Der § 92 UG wurde vom Verfassungsgerichtshof (VfGH) wegen eines Verstoßes gegen den Gleichheitsgrundsatz aufgehoben. Jedoch empfahl der VfGH dem Bundesministerium für Wissenschaft, Forschung und Wirtschaft (BMWFW) die Reparatur des Paragraphen. Nachdem dies nicht geschehen war, hat eine Arbeitsgruppe der ÖH-Bundesvertretung einen Entwurf ausgearbeitet, der als Grundlage für den heutigen Initiativantrag dient. „Alle ÖH-Fraktionen haben an der Ausarbeitung mitgewirkt, was deutlich macht, wie wichtig dieses Thema für uns Studierende ist", führt Lutz weiter aus.
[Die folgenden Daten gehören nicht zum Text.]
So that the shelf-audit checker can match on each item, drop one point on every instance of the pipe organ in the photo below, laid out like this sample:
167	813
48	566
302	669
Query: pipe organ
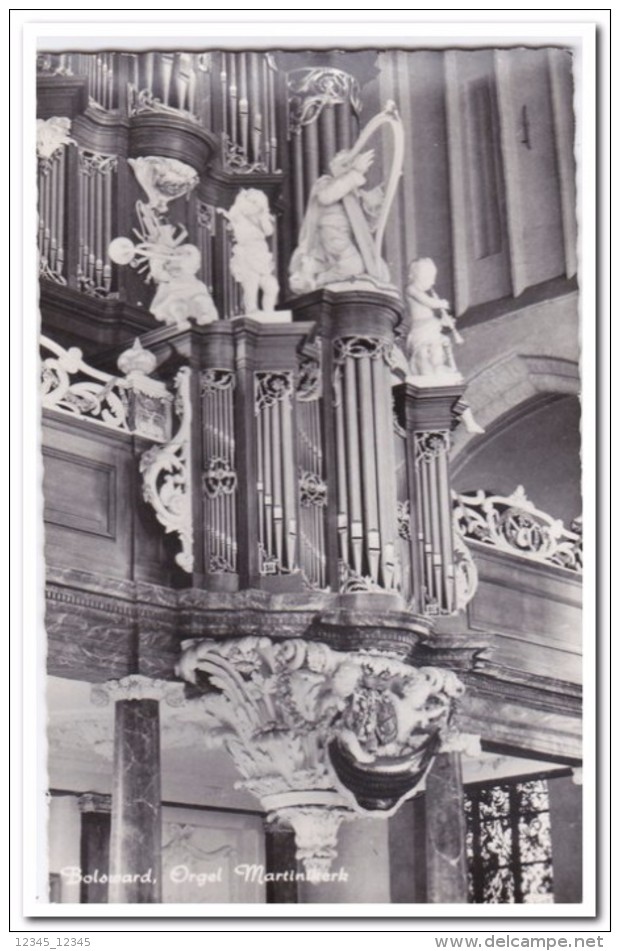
51	233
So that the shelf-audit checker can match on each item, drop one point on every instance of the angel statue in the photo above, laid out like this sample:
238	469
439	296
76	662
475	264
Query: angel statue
433	328
171	264
342	232
251	263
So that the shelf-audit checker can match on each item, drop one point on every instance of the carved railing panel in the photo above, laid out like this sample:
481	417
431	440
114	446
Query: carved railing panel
323	114
53	140
96	202
166	476
513	524
434	541
219	479
167	82
248	112
366	486
403	512
311	472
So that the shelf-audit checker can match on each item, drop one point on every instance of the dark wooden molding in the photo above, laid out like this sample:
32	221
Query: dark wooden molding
61	96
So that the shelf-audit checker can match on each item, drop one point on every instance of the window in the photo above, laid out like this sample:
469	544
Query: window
509	843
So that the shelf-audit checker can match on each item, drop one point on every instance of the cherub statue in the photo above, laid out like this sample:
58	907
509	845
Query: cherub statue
429	347
163	179
171	264
251	263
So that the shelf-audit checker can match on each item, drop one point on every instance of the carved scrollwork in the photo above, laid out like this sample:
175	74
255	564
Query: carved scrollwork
514	524
431	445
95	163
272	388
91	393
305	724
134	403
311	89
312	490
465	572
352	583
403	513
166	476
206	217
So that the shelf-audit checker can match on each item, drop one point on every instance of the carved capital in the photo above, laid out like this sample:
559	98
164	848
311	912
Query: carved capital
166	475
95	802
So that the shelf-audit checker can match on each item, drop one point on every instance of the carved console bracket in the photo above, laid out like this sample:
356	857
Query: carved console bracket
321	735
166	476
133	403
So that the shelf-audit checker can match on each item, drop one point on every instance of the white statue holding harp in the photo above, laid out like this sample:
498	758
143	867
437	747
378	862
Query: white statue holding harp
251	263
342	233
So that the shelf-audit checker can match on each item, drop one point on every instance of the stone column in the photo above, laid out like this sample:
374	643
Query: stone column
280	857
95	811
135	838
446	859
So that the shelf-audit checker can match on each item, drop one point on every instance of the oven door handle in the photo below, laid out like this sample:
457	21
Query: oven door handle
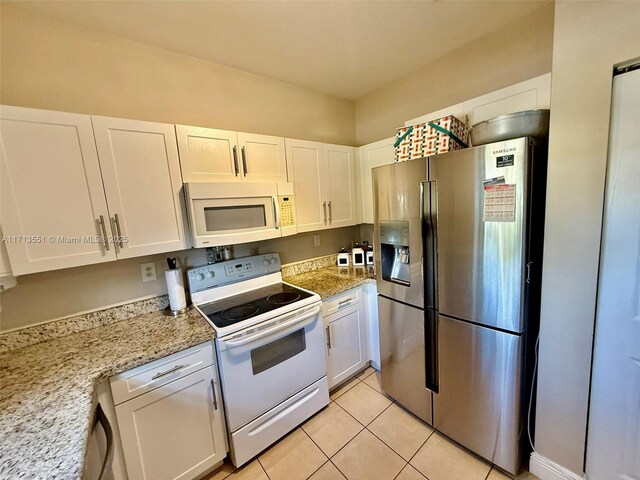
267	332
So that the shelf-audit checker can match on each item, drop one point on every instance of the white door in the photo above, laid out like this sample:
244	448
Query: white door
346	344
373	155
341	204
52	197
175	431
142	181
263	158
208	155
613	446
307	167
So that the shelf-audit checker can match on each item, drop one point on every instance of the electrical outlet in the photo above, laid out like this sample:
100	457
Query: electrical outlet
148	271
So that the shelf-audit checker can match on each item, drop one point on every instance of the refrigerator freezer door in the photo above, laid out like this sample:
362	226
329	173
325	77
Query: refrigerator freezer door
398	230
481	245
402	356
479	404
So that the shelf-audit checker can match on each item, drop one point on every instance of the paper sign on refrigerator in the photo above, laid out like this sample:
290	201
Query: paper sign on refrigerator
499	203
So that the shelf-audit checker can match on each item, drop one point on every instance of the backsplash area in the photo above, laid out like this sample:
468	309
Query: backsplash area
47	296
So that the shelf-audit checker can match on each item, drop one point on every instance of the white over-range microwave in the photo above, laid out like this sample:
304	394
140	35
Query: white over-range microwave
231	213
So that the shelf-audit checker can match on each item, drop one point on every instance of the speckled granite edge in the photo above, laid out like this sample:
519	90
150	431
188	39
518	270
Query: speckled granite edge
309	265
59	328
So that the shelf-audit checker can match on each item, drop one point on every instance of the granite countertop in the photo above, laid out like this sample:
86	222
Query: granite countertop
47	390
332	280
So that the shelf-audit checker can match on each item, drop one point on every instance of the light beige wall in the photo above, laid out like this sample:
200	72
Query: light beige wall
518	52
58	66
48	295
48	64
590	38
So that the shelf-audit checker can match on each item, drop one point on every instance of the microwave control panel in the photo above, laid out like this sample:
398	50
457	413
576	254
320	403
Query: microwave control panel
287	217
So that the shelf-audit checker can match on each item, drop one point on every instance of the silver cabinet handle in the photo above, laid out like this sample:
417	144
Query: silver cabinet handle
276	211
118	229
213	392
105	240
235	160
244	161
168	372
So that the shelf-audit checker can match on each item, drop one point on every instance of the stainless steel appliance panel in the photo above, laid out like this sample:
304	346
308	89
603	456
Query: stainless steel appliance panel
402	356
481	263
398	230
479	404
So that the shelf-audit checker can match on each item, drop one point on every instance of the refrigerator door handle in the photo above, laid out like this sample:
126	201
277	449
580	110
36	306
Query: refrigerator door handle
429	204
431	349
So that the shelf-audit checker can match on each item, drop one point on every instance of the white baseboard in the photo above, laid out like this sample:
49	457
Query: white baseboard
546	469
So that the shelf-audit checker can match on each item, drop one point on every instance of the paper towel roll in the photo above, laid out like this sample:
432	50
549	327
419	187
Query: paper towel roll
175	289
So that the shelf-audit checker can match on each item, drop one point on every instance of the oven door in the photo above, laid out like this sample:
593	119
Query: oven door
222	214
270	362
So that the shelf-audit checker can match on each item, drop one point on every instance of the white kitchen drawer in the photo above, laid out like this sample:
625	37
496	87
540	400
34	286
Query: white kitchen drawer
342	301
139	380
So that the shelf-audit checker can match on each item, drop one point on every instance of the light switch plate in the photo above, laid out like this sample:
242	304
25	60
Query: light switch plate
148	271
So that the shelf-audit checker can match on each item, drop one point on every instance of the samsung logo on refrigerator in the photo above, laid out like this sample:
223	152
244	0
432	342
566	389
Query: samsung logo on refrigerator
505	150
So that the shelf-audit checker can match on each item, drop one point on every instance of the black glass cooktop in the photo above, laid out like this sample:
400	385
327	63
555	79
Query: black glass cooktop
237	308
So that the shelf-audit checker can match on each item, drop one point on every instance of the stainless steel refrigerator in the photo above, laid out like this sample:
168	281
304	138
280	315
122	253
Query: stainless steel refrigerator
458	276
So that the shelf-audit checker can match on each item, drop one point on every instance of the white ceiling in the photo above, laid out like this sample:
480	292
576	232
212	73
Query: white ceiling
344	48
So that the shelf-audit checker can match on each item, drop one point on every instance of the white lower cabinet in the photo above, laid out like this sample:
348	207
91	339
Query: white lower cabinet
347	338
174	431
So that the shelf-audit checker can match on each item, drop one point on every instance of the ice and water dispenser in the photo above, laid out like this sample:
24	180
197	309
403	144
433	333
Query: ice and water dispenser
394	252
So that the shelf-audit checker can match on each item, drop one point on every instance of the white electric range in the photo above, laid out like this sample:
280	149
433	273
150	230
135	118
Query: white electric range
270	349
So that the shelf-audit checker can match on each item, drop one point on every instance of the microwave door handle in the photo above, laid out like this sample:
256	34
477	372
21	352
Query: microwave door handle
235	160
276	211
297	321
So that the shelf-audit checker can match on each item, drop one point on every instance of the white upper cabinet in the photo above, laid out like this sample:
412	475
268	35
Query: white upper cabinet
53	204
307	171
342	182
209	155
142	181
323	179
373	155
262	157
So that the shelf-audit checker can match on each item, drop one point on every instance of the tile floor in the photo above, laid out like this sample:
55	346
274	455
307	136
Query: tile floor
363	435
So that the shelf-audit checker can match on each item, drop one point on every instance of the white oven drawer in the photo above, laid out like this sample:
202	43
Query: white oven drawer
266	429
139	380
342	301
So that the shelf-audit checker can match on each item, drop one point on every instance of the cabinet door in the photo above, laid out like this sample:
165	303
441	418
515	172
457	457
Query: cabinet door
51	191
342	186
307	166
262	157
373	155
346	344
141	173
208	155
175	431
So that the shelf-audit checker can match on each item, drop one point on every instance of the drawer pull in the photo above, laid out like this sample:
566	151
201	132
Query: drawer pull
168	372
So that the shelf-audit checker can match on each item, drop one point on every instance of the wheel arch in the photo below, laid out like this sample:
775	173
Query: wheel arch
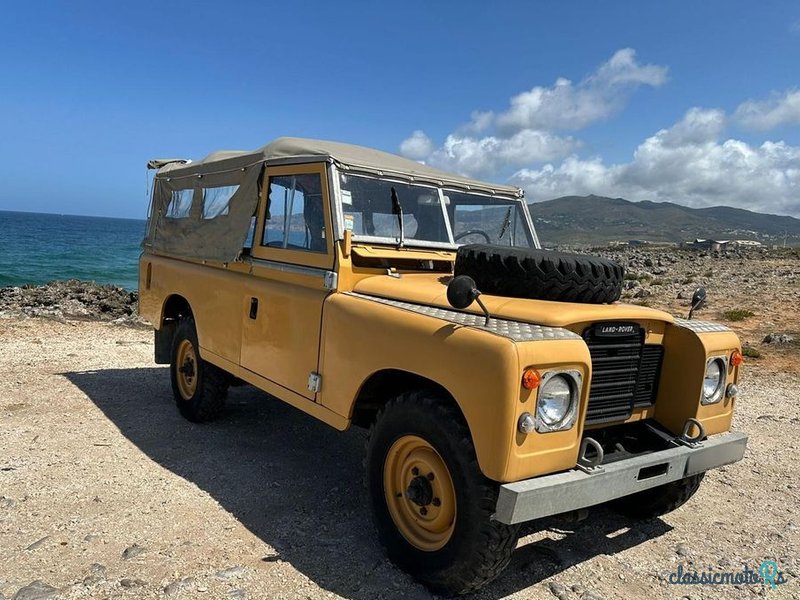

Die ÖH steht für den freien und offenen Hochschulzugang. Die Einhebung jeglicher Form von Studienbeiträgen beziehungsweise Studiengebühren verstärkt die soziale Selektion unseres Hochschulsystems und kann nicht Ziel einer verantwortungsbewussten Hochschulpolitik sein. „Wir haben mit unserem Vorschlag gezeigt, dass wir zu konkreten Lösungen beitragen wollen. Nun erwarten wir von den zuständigen Politiker_innen denselben Zugang“, stellt Lutz abschließend klar.